Las puertas cerradas representan un momento posterior a la epifanía, y anterior a la salvación de los donantes: pasado acontecido. Es común en grisallas góticas que, en la Misa de Gregorio, aparezcan el Varón de Dolores y las arma christi. Pero aquí la pasión entera –que vuelve a resaltar el valor de Judas- encarna la Imago Pietatis, en forma de retablo dentro del retablo, conjugando relieve y plasticidad narrativa, pintura y escultura.
Alcoy advierte que el relato pierde parte de su doble sentido, que separa a los fieles de los impíos, al aparecer otros dos donantes en lugar atípico y de estilo tosco, cuyos colores alteran la grisalla que recordaría al exterior silencioso del Jardín. Por ello se consideran añadidos, quizás por algún colaborador del Bosco; quizás el hijo de Peeter y el padre del esposo, o de la esposa. No hay certeza. Pero la identificación condicionaría la datación del tríptico, aunque al comparar el conjunto con otras obras del Bosco, se deduce que estamos ante una obra ya madura.
En la primera parte, por tanto, el pintor se muestra como “vehículo dinámico de determinadas herencias de su pasado”, y “se instala en la múltiple actualidad cuatrocentista pero no se acomoda a ella”. Como pintor moderno, cuanto más se entiende lo medieval, más se comprende su “proceso artístico transformador”. Si en el Jardín se expone la causalidad del libre albedrío y la reflexión sobre la duda que contiene la posibilidad de elegir y meditar sobre el desacierto y sus consecuencias, en la segunda parte del libro, se desarrolla esta idea de la fe como elección que mueve el engranaje iconográfico, y pronostica el prerreformismo, pero retoma la teoría medieval de valorar al individuo, no por su estamento, sino su capacidad de reconocer lo divino bajo forma humilde. Son viejas narrativas que el Bosco moderniza, y enlaza con el siglo XX. Este Jardín no es el típico y manido mundo al revés, ni la Adoración se representa de manera convenida. Algún paralelo cabe entre Judas y un pintor que traiciona el canon y rompe la expectativa del destino. “Quizás fuese un antisistema de perfil no ingenuo”, dice la autora, que sabía lo que interesaba a su clientela.

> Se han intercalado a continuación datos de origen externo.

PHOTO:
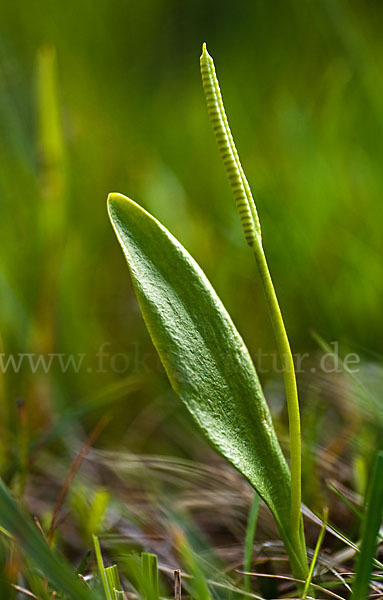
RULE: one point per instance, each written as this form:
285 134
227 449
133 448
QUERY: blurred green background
105 95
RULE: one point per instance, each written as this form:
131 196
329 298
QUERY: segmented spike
239 184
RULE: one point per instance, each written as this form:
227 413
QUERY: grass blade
150 575
249 541
102 570
36 549
316 553
370 530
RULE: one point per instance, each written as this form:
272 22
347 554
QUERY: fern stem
252 230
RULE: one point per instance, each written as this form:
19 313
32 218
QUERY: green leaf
370 530
204 356
30 540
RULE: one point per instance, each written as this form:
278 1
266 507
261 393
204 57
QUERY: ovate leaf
205 358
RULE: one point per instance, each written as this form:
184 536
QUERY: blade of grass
249 540
150 575
370 530
101 569
316 553
30 541
113 580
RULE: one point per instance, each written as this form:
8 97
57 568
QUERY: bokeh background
105 95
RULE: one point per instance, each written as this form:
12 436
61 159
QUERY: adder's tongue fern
252 230
241 189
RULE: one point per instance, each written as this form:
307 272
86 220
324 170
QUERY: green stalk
290 385
252 230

La edición del libro hace gala del privilegio que Alcoy concede a la visión, y ha sido ilustrado con fotos a color de las obras que completan las historias escritas. Algunas imágenes se fuerzan hasta hacer visibles detalles diminutos y oscurecidos por el pintor, para crear fantasmagorías. Con todo ello se ofrece un considerable catálogo de arte, que ni mucho menos se limita al par de trípticos que anuncia el título. El cuidado del diseño ya se anuncia en la portada. Está ilustrada con motivos bosquianos cuidadosamente escogidos, como el pozo temporal del Jardín. La pintura es un portal ilusorio que comunica tiempos y posibilidades, y la voz que la narra surca su superficie quebradiza para acertar en la diana, como el arquero que patina en un hielo histórico –parece querer decir.